We explained that we used it to mow our lawns, (another strange concept) play golf, picnic, wash our cars, and so forth. Somehow we couldn't find it in our hearts to try and explain Daylight Savings Time.
The point is, that in a culture where there is no electricity to make the darkness light, human activity is limited to the daylight hours. What passed for candles shed very little light. But, then, it takes very little light to push aside the darkness. If you've ever toured one of America's deep caves, like the Oregon Caves or the Tukaleegee Caverns in Tennessee, a fun part of the tour is when they turn out the lights. It is so dark you cannot see your hand only even if you bring it close enough to your face that you can feel it. Then they light a match!
Back in the days before electricity, a tightfisted old farmer was taking his hired man to task for carrying a lighted lantern when he went to call on his best girl. "Why," he exclaimed, "when I went a-courtin' I never carried one of them things. I always went in the dark." "Yes," the hired man said wryly," and look what you got!" A lighted lantern makes a difference
“There are two ways to spread the light,” Edith Wharton writes: One is to be the candle, the other is to be the mirror that reflects it.” Have you ever seen the light bulb in a lighthouse? Lighthouses use amazingly powerful xenon lamps (a little bit like neon lamps) that are hundreds of thousands of times brighter than the lamps in your home.
They mount their lamps in towers high above the sea level, which makes them visible roughly five times further away.
They use specially shaped lenses and prisms called Fresnel Lenses to concentrate their light into a super-powerful beam.
“You he light of the world” Jesus tells us.

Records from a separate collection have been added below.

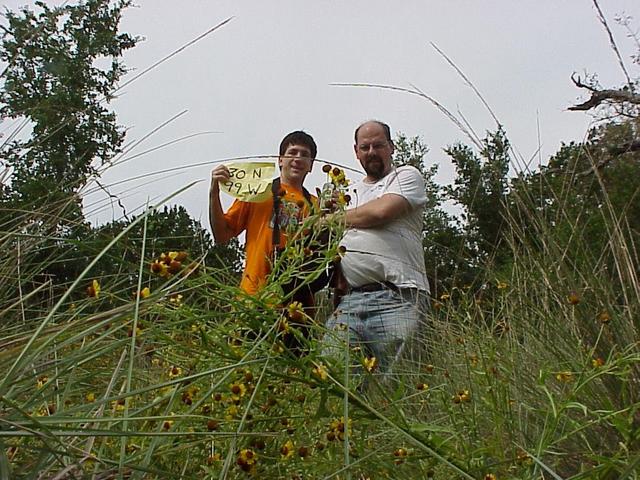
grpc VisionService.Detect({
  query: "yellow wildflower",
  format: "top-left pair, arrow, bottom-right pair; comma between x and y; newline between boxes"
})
278,317 -> 290,333
287,301 -> 305,322
138,287 -> 151,299
36,375 -> 48,389
393,447 -> 408,464
328,417 -> 351,441
567,291 -> 580,305
598,310 -> 611,324
87,279 -> 100,298
311,362 -> 328,381
169,293 -> 183,305
150,260 -> 168,277
162,418 -> 174,430
362,356 -> 378,373
237,449 -> 257,473
111,398 -> 126,411
225,404 -> 239,420
229,382 -> 247,399
452,389 -> 471,404
556,371 -> 573,383
280,439 -> 295,460
168,365 -> 182,378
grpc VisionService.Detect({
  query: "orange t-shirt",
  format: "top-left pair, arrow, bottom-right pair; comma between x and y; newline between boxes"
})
224,183 -> 315,294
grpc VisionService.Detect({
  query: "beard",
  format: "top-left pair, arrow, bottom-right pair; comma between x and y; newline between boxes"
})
362,154 -> 386,180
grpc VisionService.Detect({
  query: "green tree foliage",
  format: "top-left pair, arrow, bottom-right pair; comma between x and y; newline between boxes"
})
0,0 -> 139,303
509,118 -> 640,284
0,0 -> 137,218
445,127 -> 510,269
95,205 -> 243,275
394,133 -> 469,294
48,205 -> 242,296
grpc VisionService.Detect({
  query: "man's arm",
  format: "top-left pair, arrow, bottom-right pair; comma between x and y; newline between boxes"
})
209,165 -> 235,244
343,193 -> 411,229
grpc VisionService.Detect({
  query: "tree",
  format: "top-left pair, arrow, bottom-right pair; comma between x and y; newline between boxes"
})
445,127 -> 511,269
0,0 -> 137,222
509,120 -> 640,273
568,7 -> 639,155
393,132 -> 469,295
0,0 -> 138,296
56,205 -> 244,291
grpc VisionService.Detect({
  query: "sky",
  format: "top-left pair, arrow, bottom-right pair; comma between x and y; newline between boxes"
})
3,1 -> 640,228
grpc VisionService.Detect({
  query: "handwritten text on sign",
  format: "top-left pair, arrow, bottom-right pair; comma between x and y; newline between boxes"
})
220,161 -> 275,202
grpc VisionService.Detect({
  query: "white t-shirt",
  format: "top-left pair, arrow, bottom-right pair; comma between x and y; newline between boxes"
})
340,165 -> 430,292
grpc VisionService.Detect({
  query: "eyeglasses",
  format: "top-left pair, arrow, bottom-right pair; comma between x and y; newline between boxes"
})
357,142 -> 389,153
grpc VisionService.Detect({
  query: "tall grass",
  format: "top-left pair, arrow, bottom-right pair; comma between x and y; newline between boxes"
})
1,150 -> 639,479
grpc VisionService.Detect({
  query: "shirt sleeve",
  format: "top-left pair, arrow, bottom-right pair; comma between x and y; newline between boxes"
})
223,199 -> 250,237
384,166 -> 427,208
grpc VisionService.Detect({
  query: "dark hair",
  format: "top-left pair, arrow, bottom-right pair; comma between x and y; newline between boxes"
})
279,131 -> 317,159
354,120 -> 392,144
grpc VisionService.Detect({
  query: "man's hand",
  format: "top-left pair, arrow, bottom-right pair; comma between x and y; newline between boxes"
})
343,193 -> 410,229
317,210 -> 345,230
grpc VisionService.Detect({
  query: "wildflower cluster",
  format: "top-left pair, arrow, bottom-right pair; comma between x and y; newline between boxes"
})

“let your light shine before others, so that they may see your good works and give glory to your Father in heaven.” A single candle can move back the darkness. My brother, Toot, had a foul mouth: except around Fay. When she first met him, and his normal filth began to spew forth, she told him politely, but firmly that such language was unacceptable. In deference to her, he was very careful about his speech in her presence. On small candle pushed back the darkness.
As Kingdom members, we are called not to hide, but to live our witness in plain sight. Living our faith openly pushes back the darkness and brings light to the darkest places, and Christ's love to the least expecting. A gentleman was walking one day in the east end of the city of Glasgow. The streets were so narrow, and the houses so high, that little direct sunshine ever reached the houses on one side. The gentleman noticed a ragged, barefooted boy trying, with a small piece of mirror, to catch the sun's rays and direct them to a certain spot on one of the houses opposite. He became interested in the boy's earnest efforts. "What are you trying to do, laddie?" he asked. "Do you see that window up there?" the boy replied. "Well, my little brother had an accident two years ago, and is always lying on his back in that room, and it is on the wrong side to get the sunshine, so I always try to catch the light in this little mirror and shine it into his room." Just a little reflected light, pushing back the darkness.
When I awake in the pre-dawn darkness to go to the gym, the small flashlight I use to find my clothes casts just enough light to accomplish my task; until the batteries go dead. Then it's like salt that has lost it's saltiness. But unlike salt, I can replace the batteries and the light will continue to shine. This meal, it's a simple meal, a bit of bread and a sip of juice, but like a match at the bottom of the Oregon Caves, it makes all the difference. Come, eat, drink, and recharge. AMEN.